In a phase Ib study, combined results from the 10 patients in the two highest dosed cohorts showed an increase from baseline in good ON time, defined as on-time without troublesome dyskinesia, by 2.4 hours per day at 12 months and 2.6 hours per day at 18 months.
Voyager has advanced the therapy into the phase II Restore-1 study. Based on the enrollment criteria for the study, seven of the 10 patients in the phase Ib study could have been enrolled in Restore-1. Those patients had an average improvement in good ON time of 2.8 hours at 12 months and 2.5 hours at 18 months.
Letting the immune cells do the work
Orchard Therapeutics Ltd. is taking a different approach to express proteins in the CNS, using ex vivo autologous gene therapy of hematopoietic stem cells to treat a variety of neurometabolic diseases. Some of the transfected stem cells that are put back into the patient develop into microglia, which act as scavengers in the CNS. For diseases where a protein can be expressed by one cell and taken up by nerve cells, the microglia can act as a conduit to get the protein expressed in the CNS.
"We are overexpressing that gene — so a bone marrow transplant in which you would engraft someone else's hematopoietic stem cells doesn't work consistently because you're not making enough enzyme from wild type cells," Bobby Gaspar, chief scientific officer at Orchard, told BioWorld Insight.
Orchard's lead gene therapy for neurometabolic diseases, OTL-200, treats metachromatic leukodystrophy, an inherited disease where mutated arylsulfatase-A (ARSA) leads to the accumulation of sulfatides and the progressive destruction of the myelin sheath in nerve cells.
Expression of ARSA after treatment with OTL-200 in nine patients led to prevention of disease onset or halted disease progression compared with historical untreated patients with early-onset disease. In six of the patients, gross motor performance was similar to that of normally developing children. And eight patients had protection from CNS demyelination with at least three patients having amelioration of peripheral nervous system abnormalities, with signs of remyelination.

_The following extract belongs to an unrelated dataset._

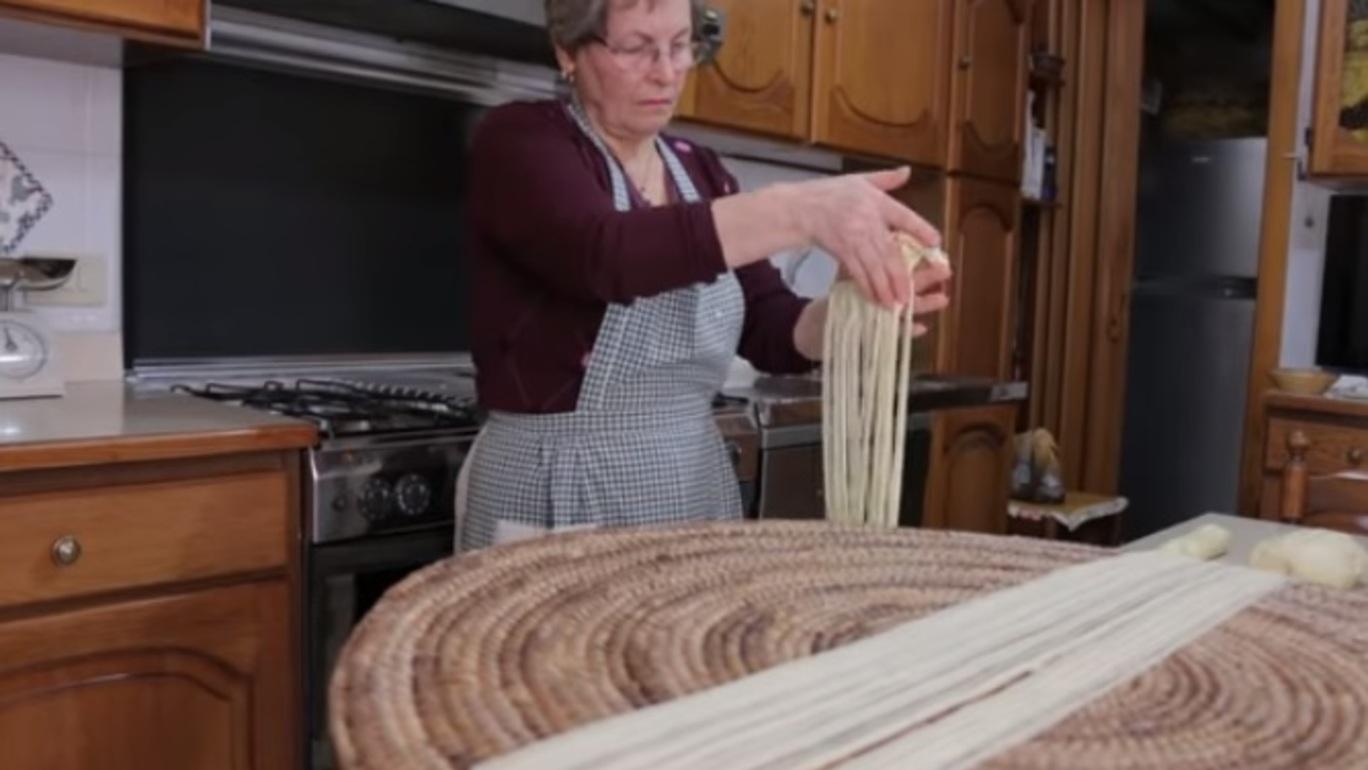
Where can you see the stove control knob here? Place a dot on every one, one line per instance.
(376, 499)
(415, 494)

The registration study used a fresh formulation of transfected stem cells, but to make the treatment more widely available, Orchard is testing a cryopreserved version of the cells that can be transported to the patient. The company has already treated four patients in the comparator study and plans to file with the EMA in the first half of 2020.

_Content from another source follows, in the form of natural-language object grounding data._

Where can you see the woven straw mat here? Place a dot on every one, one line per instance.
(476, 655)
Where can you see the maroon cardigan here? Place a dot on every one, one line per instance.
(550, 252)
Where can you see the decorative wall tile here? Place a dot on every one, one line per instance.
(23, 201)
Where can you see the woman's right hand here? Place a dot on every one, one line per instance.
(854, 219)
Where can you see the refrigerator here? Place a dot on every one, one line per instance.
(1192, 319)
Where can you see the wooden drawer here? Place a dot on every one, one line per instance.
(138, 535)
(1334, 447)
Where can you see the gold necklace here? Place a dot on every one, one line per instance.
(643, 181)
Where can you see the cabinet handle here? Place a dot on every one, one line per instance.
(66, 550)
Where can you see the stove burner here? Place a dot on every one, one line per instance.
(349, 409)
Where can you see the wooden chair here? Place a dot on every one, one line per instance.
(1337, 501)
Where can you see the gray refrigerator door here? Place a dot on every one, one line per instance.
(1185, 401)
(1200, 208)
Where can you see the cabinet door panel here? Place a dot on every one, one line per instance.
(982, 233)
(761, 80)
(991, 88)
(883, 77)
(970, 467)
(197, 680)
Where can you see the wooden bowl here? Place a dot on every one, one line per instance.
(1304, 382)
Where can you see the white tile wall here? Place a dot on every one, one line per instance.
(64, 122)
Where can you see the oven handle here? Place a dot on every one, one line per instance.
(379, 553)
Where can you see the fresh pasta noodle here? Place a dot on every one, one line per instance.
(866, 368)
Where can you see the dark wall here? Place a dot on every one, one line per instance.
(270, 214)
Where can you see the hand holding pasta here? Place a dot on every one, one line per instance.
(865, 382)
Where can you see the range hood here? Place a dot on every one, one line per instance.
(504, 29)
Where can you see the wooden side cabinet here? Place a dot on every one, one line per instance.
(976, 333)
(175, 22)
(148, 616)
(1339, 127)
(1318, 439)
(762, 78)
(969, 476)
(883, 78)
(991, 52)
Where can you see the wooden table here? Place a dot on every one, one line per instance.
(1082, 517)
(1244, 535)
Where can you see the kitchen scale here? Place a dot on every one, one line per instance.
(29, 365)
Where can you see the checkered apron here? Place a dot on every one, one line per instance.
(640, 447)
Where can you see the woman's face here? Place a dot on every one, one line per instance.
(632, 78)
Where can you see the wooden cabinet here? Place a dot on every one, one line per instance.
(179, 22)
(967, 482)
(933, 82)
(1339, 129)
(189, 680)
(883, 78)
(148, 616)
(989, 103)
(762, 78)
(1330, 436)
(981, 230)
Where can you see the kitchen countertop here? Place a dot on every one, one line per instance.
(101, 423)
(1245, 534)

Orchard is starting with the EMA first because London-based Glaxosmithkline plc, which originally developed the treatment, was in more advanced conversations about the approval process than it was with the FDA.
London-based Orchard is using the same ex vivo autologous gene therapy strategy to treat mucopolysaccharidosis (MPS), a series of diseases in which the body is unable to breakdown sugar molecules, resulting in a build-up in the brain and in other body tissues.

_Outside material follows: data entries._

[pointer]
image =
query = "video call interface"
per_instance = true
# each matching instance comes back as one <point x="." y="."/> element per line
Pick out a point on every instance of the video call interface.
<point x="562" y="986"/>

OTL-201 for MPS-IIIA is expected to enter a clinical study later this year. OTL-202 is in preclinical development for MPS-IIIB. And in May, Orchard licensed a clinical-stage gene therapy for MPS-I, which will be referred to as OTL-203, from San Raffaele Telethon Institute for Gene Therapy, a joint venture between Ospedale San Raffaele and Fondazione Telethon. As of data presented in April, two patients had been treated long enough to observe expression of alpha-L-iduronidase, the protein mutated in MPS-1 patients.